# ?



## kINGKONG (28 Dec 2006)

deleted


----------



## markowitzman (28 Dec 2006)

*Re: 100K to put away*



> Im looking to help my dad.


 I think best bet is independent financial advisor first off.


> I like the idea of A tracker fund linked to the stock market with captial security.


 Be aware returns are often poor and in effect you pay for capital guarentee. I think an advisor needs to look at your father's whole picture financially.


----------



## RainyDay (28 Dec 2006)

*Re: 100K to put away*



kINGKONG said:


> Hey,
> 
> Im looking to help my dad.
> 
> ...


Most tracker funds would involve locking the money away for 3+ years. I have reservations about the complex charging structures and lack of transparency with many of these funds.

What is your dad's overall financial position - other assets (residence, other), income? If he is comfortable overall, you might want to try and convince him of the benefits of not wanting to completely avoid any risk. He is probably going to be investing some of his funds for 10-20 years, which is more than enough to last out any temporary dips in the market.


----------



## kINGKONG (28 Dec 2006)

*Re: 100K to put away*

Does anyone have an advice with getting in touch with an independent financial advisor


----------



## Murt10 (28 Dec 2006)

*Re: 100K to put away*



kINGKONG said:


> He not into da online scene meaning Rabo and northern rock arent suited for him.





I had an account with Northern Rock. No computers, just operate by phone and post.


Murt


----------



## Carrie2006 (29 Dec 2006)

*Re: 100K to put away*

[broken link removed]
The above link brings you to a find a local adviser page. The link is supplied by Hibernian, not sure if they are only IFAs affiliated with Hibernian or not, I am not affiliated with Hiberian in anyway! I just have my SSIA with them.
C


----------



## CCOVICH (29 Dec 2006)

*Re: 100K to put away*

This link is a (recent) list of all authorised (as close to independent as you can get) advisors.


----------



## kINGKONG (30 Dec 2006)

*Re: 100K to put away*

Cheers for the link use to work for the finacial regulator know alot abt investment intermidataries. My experience with them isnt the greatest. They do a lot of talkin thats abt it. Sound financial advice is really hard to come across.

So I ask this question 

if you had 100k to put away what wud you do?


----------



## oldtimer (30 Dec 2006)

*Re: 100K to put away*

Reading Kingkong above I was in a similar situation to the dad and my views were the same as his when I got my retirement lump sum. When you get to my age you do not want to get into anything longterm or risky, just peace of mind. I want to know where I stand re interest all the time. So I did the following. I opened regular saver accounts with the four institutions offering 6% or more both for myself and Mrs. Oldtimer. This sees €6100 invested at over 6% per month. I opened a Northern Rock demand on line account (4.15% variable) with the remainder. I drip feed  my AIB current account as required each month.That keeps me happy as I watch my money move around, while at the same time keeping up to date with interest rates. I still have a small interest in shares and watch the stockmarket daily, but now more of a hobby.


----------



## markowitzman (30 Dec 2006)

*Re: 100K to put away*

oldtimer is your principal eroding or not and if so at what rate? I would be aticking a certain amount in highyielding blue chips with yields of 4% or so. That said I do not think there is a right or wrong way to do so although I would like to think I could preserve capital.


----------



## Marie (30 Dec 2006)

*100K to put away*

Most of us don't work in the financial industry and many many people have no experience of financial investments.  if you have a bank account or want to invest in property you can sit down with someone beforehand and read a 'product pack', discuss all aspects of what you are going to do and list the costs which are all transparent.  
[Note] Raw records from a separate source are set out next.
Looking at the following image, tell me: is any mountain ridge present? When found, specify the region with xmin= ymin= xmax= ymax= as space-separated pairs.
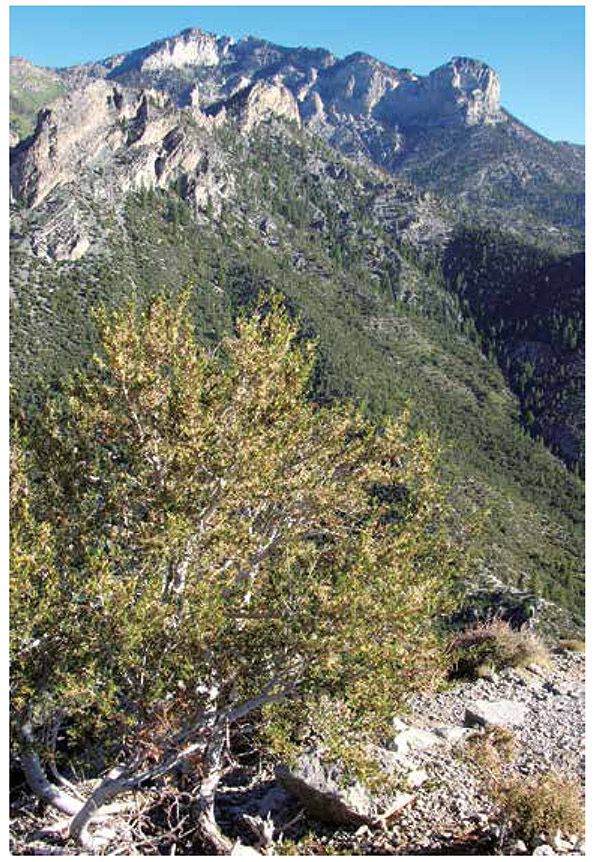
xmin=11 ymin=23 xmax=583 ymax=628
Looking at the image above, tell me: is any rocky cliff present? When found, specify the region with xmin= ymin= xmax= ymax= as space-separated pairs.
xmin=11 ymin=28 xmax=584 ymax=235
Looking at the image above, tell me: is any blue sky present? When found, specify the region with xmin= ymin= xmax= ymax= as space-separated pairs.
xmin=10 ymin=5 xmax=585 ymax=143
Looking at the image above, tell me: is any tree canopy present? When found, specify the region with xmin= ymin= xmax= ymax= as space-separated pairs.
xmin=11 ymin=294 xmax=462 ymax=847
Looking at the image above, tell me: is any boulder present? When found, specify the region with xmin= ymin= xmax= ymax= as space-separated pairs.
xmin=464 ymin=700 xmax=528 ymax=727
xmin=276 ymin=748 xmax=414 ymax=825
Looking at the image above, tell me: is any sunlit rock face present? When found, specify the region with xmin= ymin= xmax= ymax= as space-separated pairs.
xmin=381 ymin=57 xmax=505 ymax=126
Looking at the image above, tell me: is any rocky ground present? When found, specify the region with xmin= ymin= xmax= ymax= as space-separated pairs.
xmin=11 ymin=650 xmax=585 ymax=856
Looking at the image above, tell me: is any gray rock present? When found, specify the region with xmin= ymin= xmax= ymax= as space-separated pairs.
xmin=506 ymin=838 xmax=528 ymax=856
xmin=464 ymin=700 xmax=528 ymax=727
xmin=276 ymin=748 xmax=414 ymax=824
xmin=386 ymin=727 xmax=443 ymax=754
xmin=433 ymin=725 xmax=472 ymax=745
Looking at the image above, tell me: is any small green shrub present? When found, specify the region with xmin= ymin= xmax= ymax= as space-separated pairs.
xmin=490 ymin=772 xmax=584 ymax=843
xmin=449 ymin=619 xmax=549 ymax=678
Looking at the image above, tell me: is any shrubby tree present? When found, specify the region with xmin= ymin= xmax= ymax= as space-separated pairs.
xmin=11 ymin=288 xmax=460 ymax=852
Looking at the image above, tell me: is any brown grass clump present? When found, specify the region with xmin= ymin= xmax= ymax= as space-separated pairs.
xmin=489 ymin=772 xmax=584 ymax=843
xmin=449 ymin=619 xmax=549 ymax=677
xmin=464 ymin=727 xmax=516 ymax=777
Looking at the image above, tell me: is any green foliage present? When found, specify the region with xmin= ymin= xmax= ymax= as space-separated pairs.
xmin=490 ymin=772 xmax=584 ymax=843
xmin=12 ymin=291 xmax=463 ymax=768
xmin=450 ymin=619 xmax=549 ymax=677
xmin=11 ymin=124 xmax=584 ymax=628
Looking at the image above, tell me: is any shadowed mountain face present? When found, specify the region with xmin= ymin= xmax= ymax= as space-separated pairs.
xmin=10 ymin=23 xmax=584 ymax=626
xmin=11 ymin=29 xmax=584 ymax=234
xmin=42 ymin=29 xmax=584 ymax=229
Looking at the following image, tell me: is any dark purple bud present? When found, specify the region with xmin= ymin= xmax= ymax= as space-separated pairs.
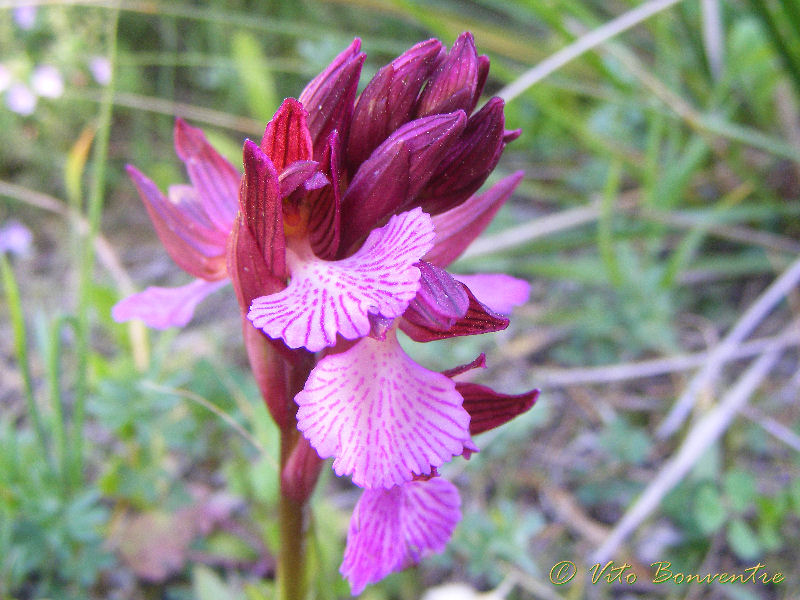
xmin=342 ymin=40 xmax=444 ymax=172
xmin=239 ymin=140 xmax=287 ymax=282
xmin=339 ymin=111 xmax=467 ymax=254
xmin=400 ymin=282 xmax=509 ymax=342
xmin=306 ymin=130 xmax=342 ymax=260
xmin=417 ymin=32 xmax=479 ymax=117
xmin=261 ymin=98 xmax=314 ymax=173
xmin=420 ymin=98 xmax=505 ymax=215
xmin=424 ymin=171 xmax=525 ymax=267
xmin=300 ymin=38 xmax=366 ymax=160
xmin=456 ymin=381 xmax=539 ymax=435
xmin=403 ymin=261 xmax=469 ymax=330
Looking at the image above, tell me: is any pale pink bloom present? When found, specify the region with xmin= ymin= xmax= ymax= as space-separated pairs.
xmin=31 ymin=65 xmax=64 ymax=98
xmin=6 ymin=82 xmax=37 ymax=117
xmin=340 ymin=477 xmax=461 ymax=595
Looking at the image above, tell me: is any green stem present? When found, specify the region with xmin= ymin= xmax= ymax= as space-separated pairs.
xmin=277 ymin=429 xmax=306 ymax=600
xmin=0 ymin=253 xmax=53 ymax=469
xmin=72 ymin=10 xmax=119 ymax=485
xmin=277 ymin=355 xmax=314 ymax=600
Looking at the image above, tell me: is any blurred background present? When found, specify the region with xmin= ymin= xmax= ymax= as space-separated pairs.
xmin=0 ymin=0 xmax=800 ymax=600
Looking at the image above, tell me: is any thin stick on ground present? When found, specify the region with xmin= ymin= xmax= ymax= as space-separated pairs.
xmin=590 ymin=350 xmax=781 ymax=563
xmin=534 ymin=327 xmax=800 ymax=388
xmin=656 ymin=253 xmax=800 ymax=439
xmin=497 ymin=0 xmax=681 ymax=102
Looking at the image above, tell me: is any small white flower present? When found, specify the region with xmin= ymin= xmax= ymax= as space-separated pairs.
xmin=0 ymin=63 xmax=11 ymax=93
xmin=14 ymin=5 xmax=36 ymax=31
xmin=6 ymin=83 xmax=36 ymax=116
xmin=31 ymin=65 xmax=64 ymax=98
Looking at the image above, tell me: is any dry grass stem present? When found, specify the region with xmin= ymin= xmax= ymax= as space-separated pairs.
xmin=590 ymin=350 xmax=781 ymax=563
xmin=534 ymin=328 xmax=800 ymax=389
xmin=656 ymin=258 xmax=800 ymax=439
xmin=497 ymin=0 xmax=681 ymax=102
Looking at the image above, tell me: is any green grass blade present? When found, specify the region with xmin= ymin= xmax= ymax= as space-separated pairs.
xmin=0 ymin=253 xmax=52 ymax=466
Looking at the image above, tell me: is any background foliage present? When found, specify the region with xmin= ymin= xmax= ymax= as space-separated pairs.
xmin=0 ymin=0 xmax=800 ymax=600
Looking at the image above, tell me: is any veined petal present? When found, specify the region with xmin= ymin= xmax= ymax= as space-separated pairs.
xmin=425 ymin=171 xmax=525 ymax=267
xmin=252 ymin=208 xmax=434 ymax=352
xmin=453 ymin=273 xmax=531 ymax=315
xmin=339 ymin=477 xmax=461 ymax=595
xmin=295 ymin=329 xmax=470 ymax=488
xmin=175 ymin=119 xmax=241 ymax=235
xmin=300 ymin=38 xmax=367 ymax=160
xmin=111 ymin=279 xmax=228 ymax=329
xmin=261 ymin=98 xmax=313 ymax=172
xmin=127 ymin=165 xmax=227 ymax=281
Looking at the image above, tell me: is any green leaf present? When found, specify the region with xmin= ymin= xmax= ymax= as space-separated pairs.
xmin=231 ymin=31 xmax=278 ymax=124
xmin=694 ymin=483 xmax=727 ymax=534
xmin=192 ymin=565 xmax=239 ymax=600
xmin=723 ymin=469 xmax=757 ymax=513
xmin=727 ymin=519 xmax=762 ymax=560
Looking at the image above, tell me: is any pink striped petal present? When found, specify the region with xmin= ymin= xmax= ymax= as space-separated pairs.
xmin=453 ymin=273 xmax=531 ymax=315
xmin=339 ymin=477 xmax=461 ymax=595
xmin=247 ymin=208 xmax=434 ymax=352
xmin=295 ymin=329 xmax=470 ymax=488
xmin=111 ymin=279 xmax=228 ymax=329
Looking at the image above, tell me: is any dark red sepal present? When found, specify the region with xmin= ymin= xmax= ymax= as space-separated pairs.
xmin=400 ymin=282 xmax=509 ymax=342
xmin=456 ymin=381 xmax=539 ymax=435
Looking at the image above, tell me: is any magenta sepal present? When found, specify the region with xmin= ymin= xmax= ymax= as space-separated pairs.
xmin=416 ymin=32 xmax=488 ymax=117
xmin=343 ymin=39 xmax=444 ymax=172
xmin=456 ymin=381 xmax=539 ymax=435
xmin=111 ymin=279 xmax=228 ymax=329
xmin=278 ymin=160 xmax=328 ymax=198
xmin=306 ymin=131 xmax=342 ymax=260
xmin=340 ymin=111 xmax=467 ymax=254
xmin=295 ymin=329 xmax=470 ymax=488
xmin=299 ymin=38 xmax=366 ymax=160
xmin=424 ymin=171 xmax=524 ymax=267
xmin=175 ymin=119 xmax=240 ymax=234
xmin=127 ymin=165 xmax=227 ymax=281
xmin=403 ymin=261 xmax=469 ymax=330
xmin=400 ymin=283 xmax=509 ymax=342
xmin=239 ymin=140 xmax=287 ymax=279
xmin=453 ymin=273 xmax=531 ymax=315
xmin=419 ymin=98 xmax=505 ymax=215
xmin=261 ymin=98 xmax=314 ymax=173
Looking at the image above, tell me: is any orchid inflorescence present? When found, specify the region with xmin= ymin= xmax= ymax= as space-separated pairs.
xmin=114 ymin=33 xmax=538 ymax=594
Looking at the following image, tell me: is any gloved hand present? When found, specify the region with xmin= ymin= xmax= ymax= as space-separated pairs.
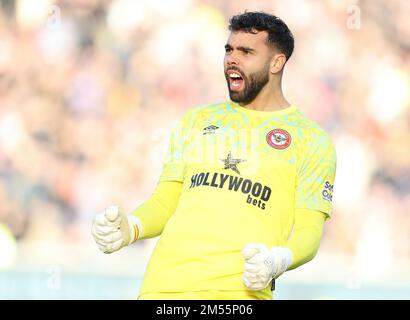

When it comes to a situation (for most of us that means over 50!!!) where there is surplus money which can be 'invested' there is very little in the way of signposting or information available in the public sphere from which to make informed comparisons and choices.

Having "consulted an independent financial advisor" on _one _occasion in the past (after meeting with three others and finding they were actually 'tied' so were wheeling on insurances and other 'products' not directly to do with the business I wanted to transact) I feel this is a real lack.  I'm not suggesting anyone give financial advice _on what to invest _in  but surely there must be something which can be communicated to the uninitated about (a) how  to invest money (b)  the range of different types of investment (c) when and how is such investment preferable to a RABO-type account (d) what actually happens! (i.e. do you, or your broker, decide where the investment goes?  Do you (or the broker?) track it?  Do you get a share-certificate each year and what do you do with that?  (e) what exactly are the tax advantages?  If you put money into a high-interest bank-account the bank (at least my bank does) deducts appropriate tax annually from the interest.  If you invest do you have to do this yourself or does your broker deduct it before you get paid the annual premium thingie (if there is one and how do you know there should be one?)  (f) If you invest 100K before retirement is profit taxable (what IS profit on investment?  Is profit every increase in value of your shares/investment or only anything over the rate of inflation? After retirement does other income (pension etc.) affect  the  tax liability on investment?  (g) Last but not least if the OP's retired father invests 100K through a broker "for 10 - 12 years" how can he ascertain if this investment is doing well or badly, given there will be troughs and highs.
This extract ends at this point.